Auto-focus on modern cameras is great. It is often very precise, and makes it a lot easier to shoot photos quickly. However, it’s not always perfect, especially if you’re trying to focus on something with a lot of different elements that are at slightly different distances. If you’re using a wide aperture, with less depth of field, it’s possible that part of your shot may be out of focus. You may even see this on portraits, where part of a face may be sharp, and other parts soft.
Most good modern cameras also offer a manual focus option. You won’t find this on a point-and-shoot camera, but any camera with interchangeable lenses, and some without, give you the possibility to focus manually. One of my two cameras is the Olympus Pen-F, which offers manual focus, and has some “Focus Assist” features which are really useful.
First, you want to set the camera to use both auto and manual focus. Go to the Custom Menu > AF/MF > AF Mode > Still Picture, and select S-AF+MF. This means that the camera will use single auto-focus when you press the shutter halfway. But if you want, you can also use the focus ring on your lens to adjust focus; just start turning it while you’re holding down the shutter. When everything is ready, press the shutter the rest of the way to shoot a picture.
What’s really useful with this camera, however, is the MF Assist settings (at Custom Menu > AF/MF). You have two options: Magnify and Peaking. If you select Magnify, the viewfinder or back LCD zooms in on your focus point, making it easier to see if you’re precisely in focus. This is a 10x zoom, and, as you’ll see, gives you a very good close-up allowing you to make sure that your subject is sharp.

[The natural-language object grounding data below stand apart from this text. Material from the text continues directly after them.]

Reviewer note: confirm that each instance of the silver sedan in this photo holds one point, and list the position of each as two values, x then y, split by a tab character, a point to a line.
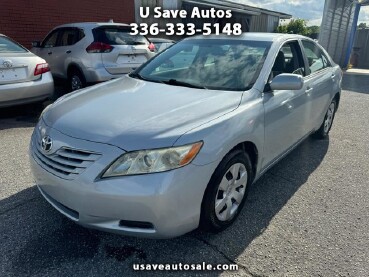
24	77
177	143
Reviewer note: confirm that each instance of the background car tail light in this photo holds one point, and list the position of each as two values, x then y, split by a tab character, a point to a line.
152	47
41	68
99	47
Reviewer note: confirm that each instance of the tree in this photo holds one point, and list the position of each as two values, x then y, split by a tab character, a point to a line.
314	29
295	26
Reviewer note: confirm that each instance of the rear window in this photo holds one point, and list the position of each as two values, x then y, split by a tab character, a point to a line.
9	46
115	35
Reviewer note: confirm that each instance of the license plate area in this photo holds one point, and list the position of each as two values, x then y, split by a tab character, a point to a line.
12	74
131	59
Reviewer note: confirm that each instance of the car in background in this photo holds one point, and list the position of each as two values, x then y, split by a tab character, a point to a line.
24	77
85	53
165	150
161	43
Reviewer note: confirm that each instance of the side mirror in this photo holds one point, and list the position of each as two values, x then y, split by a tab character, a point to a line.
287	82
36	43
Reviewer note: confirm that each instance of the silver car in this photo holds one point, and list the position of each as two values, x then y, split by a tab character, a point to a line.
24	77
85	53
165	150
161	43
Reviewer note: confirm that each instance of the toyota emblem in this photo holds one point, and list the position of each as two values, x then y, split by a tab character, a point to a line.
7	64
46	143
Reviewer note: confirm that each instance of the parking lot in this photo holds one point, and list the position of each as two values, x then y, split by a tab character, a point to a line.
308	216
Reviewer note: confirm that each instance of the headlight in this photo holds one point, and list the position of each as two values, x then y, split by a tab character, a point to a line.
45	110
150	161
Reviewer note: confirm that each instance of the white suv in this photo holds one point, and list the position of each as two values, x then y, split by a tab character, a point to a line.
92	52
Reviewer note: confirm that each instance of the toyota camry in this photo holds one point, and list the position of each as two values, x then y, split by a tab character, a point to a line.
176	144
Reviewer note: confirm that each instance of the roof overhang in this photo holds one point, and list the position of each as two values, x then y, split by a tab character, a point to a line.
236	7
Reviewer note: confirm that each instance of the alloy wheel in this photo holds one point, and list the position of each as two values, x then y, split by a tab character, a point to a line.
231	192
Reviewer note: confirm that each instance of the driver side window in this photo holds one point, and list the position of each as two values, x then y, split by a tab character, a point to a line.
289	60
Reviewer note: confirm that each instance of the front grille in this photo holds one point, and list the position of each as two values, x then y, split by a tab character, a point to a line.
66	162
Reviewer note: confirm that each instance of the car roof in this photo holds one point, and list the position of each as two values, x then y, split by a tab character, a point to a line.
91	25
161	40
253	36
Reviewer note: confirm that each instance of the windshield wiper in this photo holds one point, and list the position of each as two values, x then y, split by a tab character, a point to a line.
139	76
136	75
174	82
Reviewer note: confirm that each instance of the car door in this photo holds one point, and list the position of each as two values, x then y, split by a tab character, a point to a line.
286	112
320	80
64	50
47	49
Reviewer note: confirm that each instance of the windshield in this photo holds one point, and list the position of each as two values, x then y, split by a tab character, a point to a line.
117	35
217	64
8	46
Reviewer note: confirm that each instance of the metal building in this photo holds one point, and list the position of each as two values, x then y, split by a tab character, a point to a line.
252	19
337	32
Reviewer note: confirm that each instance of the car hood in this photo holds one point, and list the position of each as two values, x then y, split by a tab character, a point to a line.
134	114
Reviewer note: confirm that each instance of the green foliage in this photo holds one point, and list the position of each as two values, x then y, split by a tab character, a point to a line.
298	26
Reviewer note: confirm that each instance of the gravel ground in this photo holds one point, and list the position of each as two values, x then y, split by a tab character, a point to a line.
308	216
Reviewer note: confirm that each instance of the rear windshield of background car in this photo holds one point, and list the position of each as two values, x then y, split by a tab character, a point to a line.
8	46
114	35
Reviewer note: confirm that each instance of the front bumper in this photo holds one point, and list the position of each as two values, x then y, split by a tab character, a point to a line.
27	92
160	205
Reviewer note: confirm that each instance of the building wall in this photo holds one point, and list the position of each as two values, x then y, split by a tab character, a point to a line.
264	23
359	55
29	20
337	28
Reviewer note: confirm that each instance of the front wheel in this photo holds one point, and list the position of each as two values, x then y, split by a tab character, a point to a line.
226	192
326	126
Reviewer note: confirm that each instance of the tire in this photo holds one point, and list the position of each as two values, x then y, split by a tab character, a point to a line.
225	194
326	126
76	80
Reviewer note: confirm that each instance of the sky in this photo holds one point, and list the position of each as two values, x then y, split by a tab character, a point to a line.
311	10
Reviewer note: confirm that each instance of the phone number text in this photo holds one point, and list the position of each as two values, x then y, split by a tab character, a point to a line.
189	29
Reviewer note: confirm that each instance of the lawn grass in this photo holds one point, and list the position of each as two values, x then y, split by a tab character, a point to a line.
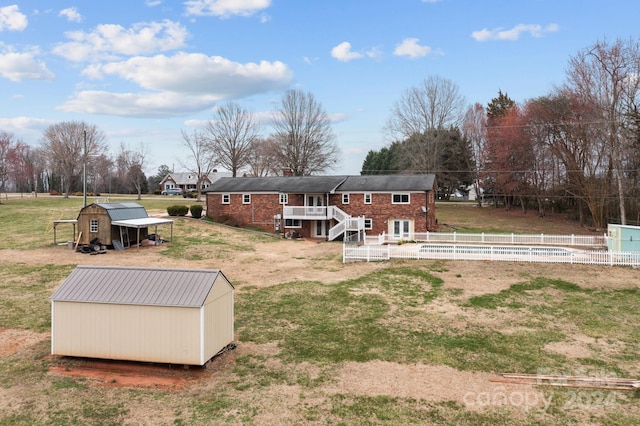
387	313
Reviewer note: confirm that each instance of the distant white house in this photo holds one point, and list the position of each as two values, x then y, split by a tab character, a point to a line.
188	181
469	193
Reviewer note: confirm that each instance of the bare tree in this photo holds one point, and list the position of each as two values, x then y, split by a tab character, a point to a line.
6	146
264	159
202	156
230	134
302	130
134	160
435	105
474	129
63	144
607	75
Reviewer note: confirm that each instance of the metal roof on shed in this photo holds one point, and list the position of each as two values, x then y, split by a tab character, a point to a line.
124	211
137	286
285	184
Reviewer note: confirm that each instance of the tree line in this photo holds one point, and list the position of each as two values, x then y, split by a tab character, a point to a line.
301	142
575	148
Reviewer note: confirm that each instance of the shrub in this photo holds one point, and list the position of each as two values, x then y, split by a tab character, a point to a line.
178	210
196	211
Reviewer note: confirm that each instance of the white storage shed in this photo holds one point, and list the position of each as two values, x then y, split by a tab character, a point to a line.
175	316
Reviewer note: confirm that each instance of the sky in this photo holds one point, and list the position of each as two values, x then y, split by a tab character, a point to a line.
144	70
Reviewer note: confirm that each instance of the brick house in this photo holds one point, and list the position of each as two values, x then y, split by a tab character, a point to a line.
326	207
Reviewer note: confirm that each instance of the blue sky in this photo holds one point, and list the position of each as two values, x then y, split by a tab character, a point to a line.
143	70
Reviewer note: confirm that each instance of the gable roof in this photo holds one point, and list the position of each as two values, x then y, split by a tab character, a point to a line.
137	286
324	184
388	183
285	184
121	211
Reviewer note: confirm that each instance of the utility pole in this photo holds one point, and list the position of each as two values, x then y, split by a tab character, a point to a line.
84	171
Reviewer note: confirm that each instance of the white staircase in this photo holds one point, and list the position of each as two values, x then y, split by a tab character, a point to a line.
345	223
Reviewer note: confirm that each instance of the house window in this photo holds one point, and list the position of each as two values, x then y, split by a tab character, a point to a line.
400	199
292	223
401	228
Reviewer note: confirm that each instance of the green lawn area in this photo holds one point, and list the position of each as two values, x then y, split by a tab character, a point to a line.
299	338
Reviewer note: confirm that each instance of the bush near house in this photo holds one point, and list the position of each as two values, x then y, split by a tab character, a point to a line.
196	211
178	210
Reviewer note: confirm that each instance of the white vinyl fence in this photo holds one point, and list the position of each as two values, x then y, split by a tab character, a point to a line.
482	238
368	252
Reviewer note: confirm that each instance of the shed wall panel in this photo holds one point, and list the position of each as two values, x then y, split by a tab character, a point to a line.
218	318
127	332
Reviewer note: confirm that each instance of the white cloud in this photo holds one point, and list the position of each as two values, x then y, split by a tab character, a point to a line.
28	128
514	33
163	104
71	13
343	52
410	47
19	66
109	41
11	19
225	8
199	73
177	85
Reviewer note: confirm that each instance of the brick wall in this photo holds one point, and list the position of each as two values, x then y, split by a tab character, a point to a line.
264	207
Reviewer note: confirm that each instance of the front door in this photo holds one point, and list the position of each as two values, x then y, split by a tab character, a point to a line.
401	229
314	204
319	228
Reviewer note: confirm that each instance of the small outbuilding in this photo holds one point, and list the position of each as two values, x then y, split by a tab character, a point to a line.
173	316
116	224
623	238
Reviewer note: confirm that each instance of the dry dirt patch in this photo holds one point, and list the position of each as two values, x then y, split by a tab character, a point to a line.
109	373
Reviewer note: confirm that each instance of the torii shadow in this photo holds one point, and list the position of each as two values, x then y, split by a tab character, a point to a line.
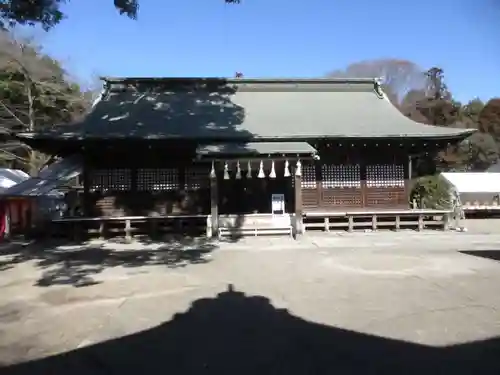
238	334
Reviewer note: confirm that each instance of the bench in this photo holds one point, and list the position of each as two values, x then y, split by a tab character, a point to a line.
255	225
397	219
124	224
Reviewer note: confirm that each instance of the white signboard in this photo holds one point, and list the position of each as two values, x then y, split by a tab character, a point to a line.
278	204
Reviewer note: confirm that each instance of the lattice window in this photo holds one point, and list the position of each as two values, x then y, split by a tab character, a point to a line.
152	179
110	180
385	175
308	177
341	176
196	177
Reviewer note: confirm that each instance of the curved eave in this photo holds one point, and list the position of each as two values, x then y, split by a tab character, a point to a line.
455	134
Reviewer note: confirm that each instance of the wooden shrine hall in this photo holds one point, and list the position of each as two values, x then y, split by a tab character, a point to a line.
227	150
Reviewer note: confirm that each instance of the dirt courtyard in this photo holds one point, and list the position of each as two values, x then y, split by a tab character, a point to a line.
388	303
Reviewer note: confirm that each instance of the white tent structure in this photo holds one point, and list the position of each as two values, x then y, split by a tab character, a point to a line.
11	177
478	191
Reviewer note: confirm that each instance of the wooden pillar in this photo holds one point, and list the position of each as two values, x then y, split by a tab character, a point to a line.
86	204
213	229
298	201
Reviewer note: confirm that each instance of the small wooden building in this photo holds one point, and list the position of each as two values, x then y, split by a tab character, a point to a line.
220	147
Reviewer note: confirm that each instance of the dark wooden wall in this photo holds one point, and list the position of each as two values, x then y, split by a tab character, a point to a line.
154	182
138	182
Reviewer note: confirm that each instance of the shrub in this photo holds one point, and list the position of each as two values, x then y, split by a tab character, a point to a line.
431	192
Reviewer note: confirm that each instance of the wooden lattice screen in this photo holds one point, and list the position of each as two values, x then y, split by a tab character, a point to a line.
341	176
341	186
196	177
105	180
160	179
385	176
308	177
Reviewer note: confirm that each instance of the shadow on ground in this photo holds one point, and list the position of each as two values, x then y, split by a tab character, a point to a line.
77	264
488	254
237	334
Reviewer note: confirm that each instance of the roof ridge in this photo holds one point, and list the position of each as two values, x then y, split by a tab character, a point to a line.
354	80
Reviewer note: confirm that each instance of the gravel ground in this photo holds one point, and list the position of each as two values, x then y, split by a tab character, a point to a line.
327	304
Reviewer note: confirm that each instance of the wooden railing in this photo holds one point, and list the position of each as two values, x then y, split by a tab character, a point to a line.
373	220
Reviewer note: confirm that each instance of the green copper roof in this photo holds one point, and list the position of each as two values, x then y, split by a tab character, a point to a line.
246	109
258	148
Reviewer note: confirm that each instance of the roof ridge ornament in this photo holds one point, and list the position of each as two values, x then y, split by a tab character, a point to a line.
378	87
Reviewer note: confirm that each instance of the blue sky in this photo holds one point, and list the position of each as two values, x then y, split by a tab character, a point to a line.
282	38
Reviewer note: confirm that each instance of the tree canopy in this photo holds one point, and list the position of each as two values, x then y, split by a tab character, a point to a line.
35	93
48	13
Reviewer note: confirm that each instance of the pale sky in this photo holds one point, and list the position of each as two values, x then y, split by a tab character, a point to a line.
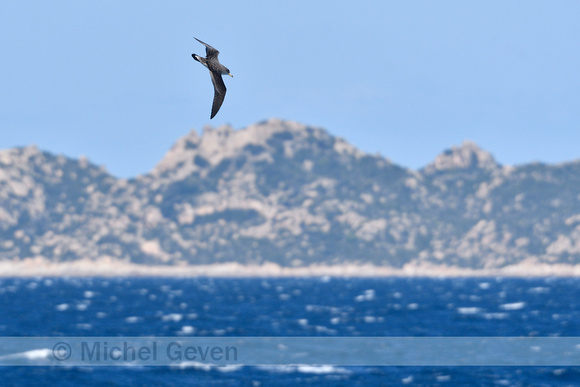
115	81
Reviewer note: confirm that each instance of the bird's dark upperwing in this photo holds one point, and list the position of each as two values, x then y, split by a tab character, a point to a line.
209	50
219	92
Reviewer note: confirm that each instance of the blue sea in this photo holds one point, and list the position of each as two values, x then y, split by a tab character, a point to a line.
206	307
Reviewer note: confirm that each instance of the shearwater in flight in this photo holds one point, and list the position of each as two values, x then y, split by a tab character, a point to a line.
216	69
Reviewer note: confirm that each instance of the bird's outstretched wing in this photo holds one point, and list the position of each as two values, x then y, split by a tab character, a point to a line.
210	52
219	92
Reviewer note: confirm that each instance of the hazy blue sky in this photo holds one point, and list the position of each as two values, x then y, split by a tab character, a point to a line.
115	81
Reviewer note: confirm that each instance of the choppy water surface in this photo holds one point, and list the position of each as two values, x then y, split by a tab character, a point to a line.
289	307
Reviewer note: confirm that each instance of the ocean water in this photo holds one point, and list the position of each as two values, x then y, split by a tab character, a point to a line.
325	306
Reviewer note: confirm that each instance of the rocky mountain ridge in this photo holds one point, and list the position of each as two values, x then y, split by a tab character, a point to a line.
283	192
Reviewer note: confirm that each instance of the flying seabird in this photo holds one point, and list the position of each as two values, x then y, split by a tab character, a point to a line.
216	69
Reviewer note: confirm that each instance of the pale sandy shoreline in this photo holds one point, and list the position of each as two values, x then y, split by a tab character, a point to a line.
109	268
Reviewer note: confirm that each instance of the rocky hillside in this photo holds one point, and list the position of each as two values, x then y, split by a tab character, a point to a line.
283	192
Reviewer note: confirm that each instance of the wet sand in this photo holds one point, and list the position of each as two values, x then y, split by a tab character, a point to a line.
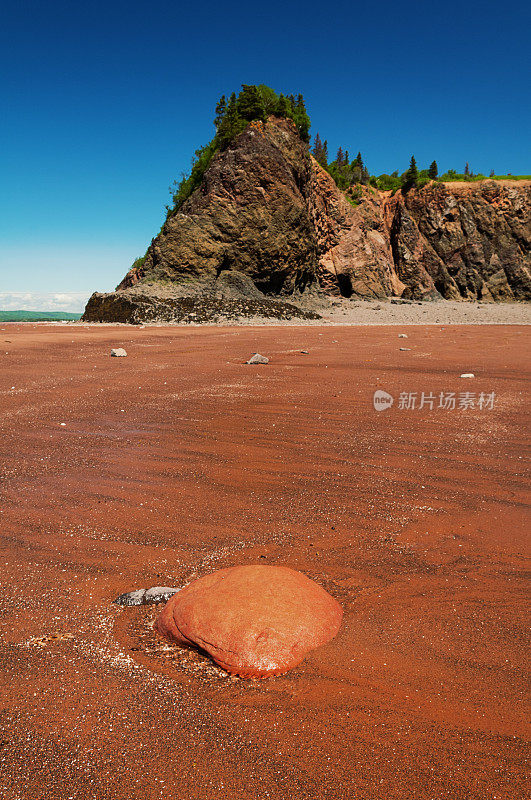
178	460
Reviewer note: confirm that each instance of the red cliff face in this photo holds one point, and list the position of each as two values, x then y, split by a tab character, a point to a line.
464	242
472	240
266	209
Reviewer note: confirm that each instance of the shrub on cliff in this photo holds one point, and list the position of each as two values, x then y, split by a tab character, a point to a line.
232	117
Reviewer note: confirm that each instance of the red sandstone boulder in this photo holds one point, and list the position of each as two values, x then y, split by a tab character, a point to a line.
253	620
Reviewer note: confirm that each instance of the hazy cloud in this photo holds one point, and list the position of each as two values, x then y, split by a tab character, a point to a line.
43	301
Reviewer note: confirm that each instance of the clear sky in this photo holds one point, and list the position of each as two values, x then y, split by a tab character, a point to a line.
103	104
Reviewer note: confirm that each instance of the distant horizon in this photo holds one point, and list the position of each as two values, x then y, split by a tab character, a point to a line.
42	302
104	110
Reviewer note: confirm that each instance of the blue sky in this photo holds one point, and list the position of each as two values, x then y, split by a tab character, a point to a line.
103	105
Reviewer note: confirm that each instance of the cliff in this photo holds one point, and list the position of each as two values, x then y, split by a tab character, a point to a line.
266	209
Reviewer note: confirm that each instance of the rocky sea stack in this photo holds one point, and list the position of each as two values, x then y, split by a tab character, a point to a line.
262	225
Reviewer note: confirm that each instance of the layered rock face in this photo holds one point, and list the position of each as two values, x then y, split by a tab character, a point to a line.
250	214
266	209
471	241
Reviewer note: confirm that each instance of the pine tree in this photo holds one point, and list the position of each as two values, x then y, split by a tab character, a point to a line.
317	148
412	175
231	124
282	109
221	107
250	104
433	171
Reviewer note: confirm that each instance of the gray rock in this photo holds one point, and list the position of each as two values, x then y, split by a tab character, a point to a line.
135	598
159	594
258	359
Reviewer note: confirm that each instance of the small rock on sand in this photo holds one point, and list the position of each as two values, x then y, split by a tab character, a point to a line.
159	594
135	598
258	359
143	597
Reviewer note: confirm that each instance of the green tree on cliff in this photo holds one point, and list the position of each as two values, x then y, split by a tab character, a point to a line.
283	108
250	104
411	176
231	124
221	107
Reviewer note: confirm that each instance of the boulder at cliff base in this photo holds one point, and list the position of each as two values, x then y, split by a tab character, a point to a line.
254	621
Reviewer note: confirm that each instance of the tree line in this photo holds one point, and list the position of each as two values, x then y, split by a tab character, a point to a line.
347	173
232	115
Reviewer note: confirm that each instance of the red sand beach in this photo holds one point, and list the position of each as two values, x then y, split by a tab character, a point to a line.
180	459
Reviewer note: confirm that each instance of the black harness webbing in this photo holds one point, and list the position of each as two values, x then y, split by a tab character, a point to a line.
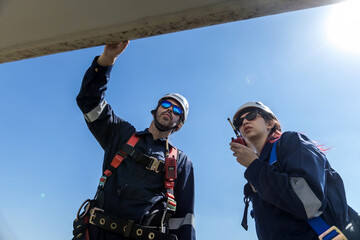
128	228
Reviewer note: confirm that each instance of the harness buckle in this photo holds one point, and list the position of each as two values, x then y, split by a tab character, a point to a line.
154	165
93	214
340	235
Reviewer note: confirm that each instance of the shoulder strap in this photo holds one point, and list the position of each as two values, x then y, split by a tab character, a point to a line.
125	150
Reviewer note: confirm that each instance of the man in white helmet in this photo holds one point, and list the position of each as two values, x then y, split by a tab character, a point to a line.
147	187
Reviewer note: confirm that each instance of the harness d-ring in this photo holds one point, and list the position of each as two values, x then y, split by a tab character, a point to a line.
85	210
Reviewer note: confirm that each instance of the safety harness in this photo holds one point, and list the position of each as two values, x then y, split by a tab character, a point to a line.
93	210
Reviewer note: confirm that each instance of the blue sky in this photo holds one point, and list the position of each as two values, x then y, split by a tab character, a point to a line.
50	162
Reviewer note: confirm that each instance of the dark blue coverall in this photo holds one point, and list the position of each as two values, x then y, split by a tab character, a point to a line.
302	187
133	191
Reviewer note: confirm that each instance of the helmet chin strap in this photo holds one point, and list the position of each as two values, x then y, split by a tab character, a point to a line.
161	127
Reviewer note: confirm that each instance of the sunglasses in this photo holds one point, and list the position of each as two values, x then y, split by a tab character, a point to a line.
176	110
250	116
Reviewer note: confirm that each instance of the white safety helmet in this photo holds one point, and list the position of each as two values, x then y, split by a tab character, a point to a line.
259	105
180	99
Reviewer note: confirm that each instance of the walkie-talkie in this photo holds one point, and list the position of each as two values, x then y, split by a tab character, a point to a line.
239	138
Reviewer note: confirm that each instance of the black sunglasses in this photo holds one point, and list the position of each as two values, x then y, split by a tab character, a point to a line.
250	116
167	104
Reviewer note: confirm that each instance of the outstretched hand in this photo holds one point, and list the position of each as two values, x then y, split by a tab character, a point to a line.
244	155
111	52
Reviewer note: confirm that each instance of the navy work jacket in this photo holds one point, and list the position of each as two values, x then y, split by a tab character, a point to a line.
302	186
132	191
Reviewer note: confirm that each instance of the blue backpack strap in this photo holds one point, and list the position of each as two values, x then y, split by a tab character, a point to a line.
320	227
317	224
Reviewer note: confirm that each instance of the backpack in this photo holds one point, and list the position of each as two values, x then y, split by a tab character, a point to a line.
318	224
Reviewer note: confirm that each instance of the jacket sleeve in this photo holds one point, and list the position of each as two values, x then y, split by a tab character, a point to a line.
182	222
98	114
299	188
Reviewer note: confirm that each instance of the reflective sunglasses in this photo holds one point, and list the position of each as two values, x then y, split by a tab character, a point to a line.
167	104
250	116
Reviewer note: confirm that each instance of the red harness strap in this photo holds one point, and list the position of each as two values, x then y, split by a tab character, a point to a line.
120	156
170	176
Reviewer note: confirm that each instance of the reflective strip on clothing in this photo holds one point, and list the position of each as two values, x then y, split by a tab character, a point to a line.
308	198
176	223
95	113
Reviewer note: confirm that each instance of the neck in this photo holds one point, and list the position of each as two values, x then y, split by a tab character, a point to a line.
158	134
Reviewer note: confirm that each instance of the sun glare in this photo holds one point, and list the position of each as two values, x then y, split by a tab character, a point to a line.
343	25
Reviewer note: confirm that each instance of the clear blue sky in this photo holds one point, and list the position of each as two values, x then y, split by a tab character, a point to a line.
50	163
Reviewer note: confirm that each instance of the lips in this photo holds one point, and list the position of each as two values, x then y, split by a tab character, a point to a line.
247	128
167	114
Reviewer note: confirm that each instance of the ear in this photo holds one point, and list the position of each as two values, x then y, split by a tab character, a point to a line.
180	124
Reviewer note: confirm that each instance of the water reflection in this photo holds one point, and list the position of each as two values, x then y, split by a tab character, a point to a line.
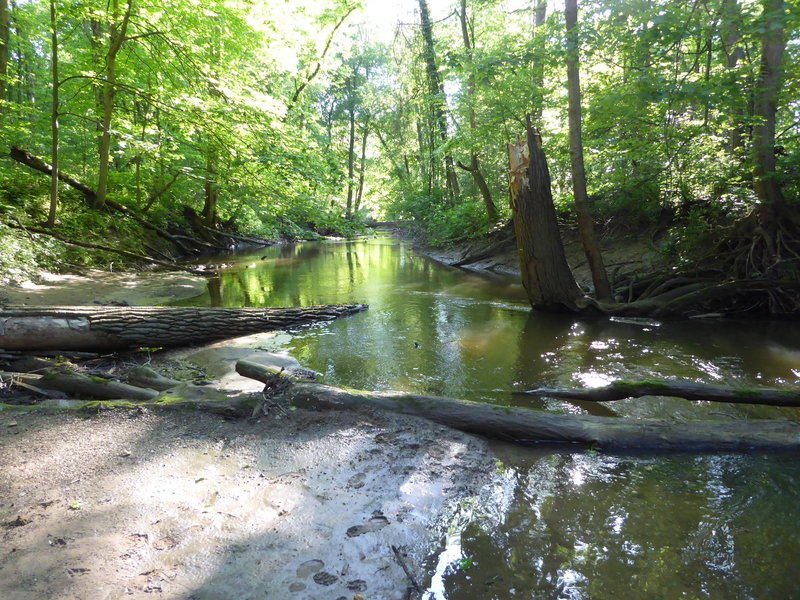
439	330
584	526
555	526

The second option, Peaking, displays white lines that highlight the areas in focus. You can adjust the color and intensity of these lines in Custom Menu > Disp/PC > Peaking. You can change the intensity and color of these lines.
Here’s a shot of the Pen-F focusing on a pen holder a few feet away:
When I start moving the focus ring in the lens, here’s how it looks at 10x zoom:
Remember, the camera zooms in on your focus point, so if it’s not centered, you won’t see the zoom at the center of the image.
I find that the Magnify setting is much more useful than Peaking. I don’t like the intrusive lines, though they may be useful for certain types of photos (such as macro photography). But with the Magnify feature turned on, I can make sure that I’m always in focus.
You can also use this in pure manual focus mode. As soon as you start moving the focus ring on your lens, the camera zooms in. I find this a bit more distracting, since it’s harder to compose images, but if you’re shooting on a tripod, this is a lot easier to use, since you’ll first compose your image in the LCD, then focus; you won’t need to worry about holding down the shutter half way then shooting.